If you end up enabling this section, I suggest move the
inst_supports_boolean() check to the beginning of the for-loop, as an
early return. Makes the condition for the cases we are handling
cleaner.

> +         /* For all logical instructions that can take more than one operand
> +          * we need to ensure that all of them have matching bit-sizes. If they
> +          * don't, it means that the original shader code is operating boolean
> +          * expressions with different native bit-sizes and we need to choose
> +          * a canonical boolean form for all the operands, which requires to
> +          * inject conversions to temporaries.
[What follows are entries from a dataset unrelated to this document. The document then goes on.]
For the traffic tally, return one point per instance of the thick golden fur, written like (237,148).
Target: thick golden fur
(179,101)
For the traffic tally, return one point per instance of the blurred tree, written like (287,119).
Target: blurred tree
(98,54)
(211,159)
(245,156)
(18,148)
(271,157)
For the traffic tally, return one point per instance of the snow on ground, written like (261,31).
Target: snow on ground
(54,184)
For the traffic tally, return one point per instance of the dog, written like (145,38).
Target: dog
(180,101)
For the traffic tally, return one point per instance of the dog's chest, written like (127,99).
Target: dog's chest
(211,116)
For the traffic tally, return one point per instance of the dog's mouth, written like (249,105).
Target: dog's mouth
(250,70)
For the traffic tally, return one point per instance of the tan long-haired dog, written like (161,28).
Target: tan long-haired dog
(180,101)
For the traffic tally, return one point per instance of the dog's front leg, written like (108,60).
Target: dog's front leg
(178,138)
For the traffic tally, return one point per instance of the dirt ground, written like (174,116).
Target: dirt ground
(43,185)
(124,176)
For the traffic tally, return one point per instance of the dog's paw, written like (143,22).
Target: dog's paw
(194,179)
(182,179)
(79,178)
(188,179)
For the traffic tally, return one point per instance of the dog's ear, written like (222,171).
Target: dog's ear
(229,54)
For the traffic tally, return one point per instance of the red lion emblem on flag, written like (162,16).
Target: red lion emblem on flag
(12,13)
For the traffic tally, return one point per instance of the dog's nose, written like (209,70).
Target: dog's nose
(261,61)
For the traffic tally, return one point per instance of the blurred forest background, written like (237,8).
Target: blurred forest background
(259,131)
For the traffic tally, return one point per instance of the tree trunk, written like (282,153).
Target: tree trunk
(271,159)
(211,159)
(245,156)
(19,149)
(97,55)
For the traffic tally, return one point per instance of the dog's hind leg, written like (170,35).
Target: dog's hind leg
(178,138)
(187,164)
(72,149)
We choose the bit-size of the
> +          * destination as the canonical form (which must be a 32-bit boolean
> +          * since we only propagate smaller bit-sizes to the destination if we
> +          * managed to convert all the operands to the same bit-size) because
> +          * that way we don't need to worry about propagating the destination
> +          * bit-size down the line.
> +          */

To make this comment less heavy, I'd move the assumption about the
destination being 32-bit right above the assert, which is kind of an
explanation of the assertion.

> @@ -6240,6 +6471,7 @@ fs_visitor::optimize()
>  
>     OPT(opt_drop_redundant_mov_to_flags);
>     OPT(remove_extra_rounding_modes);
> +   OPT(opt_bool_bit_size);

It could be useful to have a short comment here about the importance
of calling opt_bool_bit_size at this point.

Thanks,
Caio